When Hamlet finds the letter, he substitutes Rosencrantz and Guildenstern’s names for his own. Thereby writing their death sentence.
Then he chuckles that
“… ’tis the sport to have the enginer
Hoist with his own petar’(d)*

In other words, Hamlet considers it sporting when the one who engineered the bomb to blow up someone else gets lifted into the air when it explodes under him.

Sort of like Haman in the book of Esther, being hung on the gallows he built for Mordecai.
Or a poacher accidentally stepping into the trap he set for a rare white rhino.
Or Wile E. Coyote getting beaned by the anvil meant for the Road Runner.

So now you know how to be hoist and what a petard is. If I were you, I’d be asking ‘WHY?”
Why do I think you need to know this?

Because not everyone is familiar with this evocative and very descriptive phrase. Even literate, well-educated everyones haven’t heard it. Like some of my writing critique group. While reading aloud to them from my current WIP (Work in Progress for those of you with enough sense of self-preservation to never try your hand at authoring), I came to the “hoist, etc.” phrase. I’d written it in because it was JUST PERFECT for a scene where my antagonist got snared by his own evil devices. My fellow writers, with clearing of throats and furrowing of brows, asked what the Sam Hill “hoist with his own petard” meant. I sensed immediately that they were under-impressed.

But I kept the line in there anyway.

IF my WIP ever becomes a finished manuscript, and
IF it gets contracted and published, and
IF you happen to read it, you won’t need to contact me and ask what the Sam Hill I mean by sticking “hoist with his own petard” in there.
Because now you know.

It’s something writers like me and ol’ Billy Shakespeare throw around.

*The “d” is my addition. All this is confusing enough without dropping consonants.

15 thoughts on “Hoist with his own petard. How the Sam Hill?

  1. Wow, I definitely learned something new today! It’s been years since I’ve seen Hamlet and I guess that phrase went right over my head. Along with many others, I hate to say. You have definitely given me appreciation for this phrase! I think I’ll have to try it on somebody and get my own share of furrowed brows and throat clearing.

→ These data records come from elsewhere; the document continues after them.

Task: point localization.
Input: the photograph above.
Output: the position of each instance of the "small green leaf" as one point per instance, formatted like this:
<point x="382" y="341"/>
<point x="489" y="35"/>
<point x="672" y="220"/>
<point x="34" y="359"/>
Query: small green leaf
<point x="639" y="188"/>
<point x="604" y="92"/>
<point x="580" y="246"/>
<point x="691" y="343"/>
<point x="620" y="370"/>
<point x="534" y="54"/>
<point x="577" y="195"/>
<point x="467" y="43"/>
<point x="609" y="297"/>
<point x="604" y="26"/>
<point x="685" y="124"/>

  2. After clearing my throat, I raise my hand to admit I was part of the group that said we don’t understand what you’re saying, Anita.

    But now, when your published piece is in my hands and I read the phrase, I’ll know exactly what you mean. Unless I happen to forget what I just learned. 🙂

  3. Perfect word for which character POV? And just what’s wrong with “snared by his own evil devices’?!!! Only one four-letter word longer than the original phrase in question! If you leave that bloody “petard” phrase in, you will hear me screaming NO! from across town. 😉

  4. I have long loved that phrase. And used it. I could not have told you it came from Hamlet. I probably would’ve been more likely to have learned it from Wile E. I wonder where I did learn it…? Anyway, I’ve often wished Star Trek Next Generation would find a way to use it as “hoist with his own Pickard.” Especially since Patrick Stewart, himself a classically trained British actor, would be familiar with the phrase. 😀 😉

  5. Part 2 of my comment: just as it is wise to leave some perfect words in children’s books, because it’s the RIGHT word even though they haven’t heard it before, I think it’s important to leave the right phrase or word in books for grown up people. We all of us need enriching.

    P.S. I’m sorry your tea kettle is still whistling! lolol

  6. My WIP is generously littered with phrases (and sometimes entire sentences) lifted from Shakespeare, Dickens, Eliot, Blake, Rossetti, Wilde, Brontë, Frost, Tennyson, Austen, etc. My protagonist is a student at a liberal arts college in the 1970s, and such things were a common part of everyday conversation at liberal arts colleges in the 1970s, at least among English majors….

    Yeah, probably no one will read it.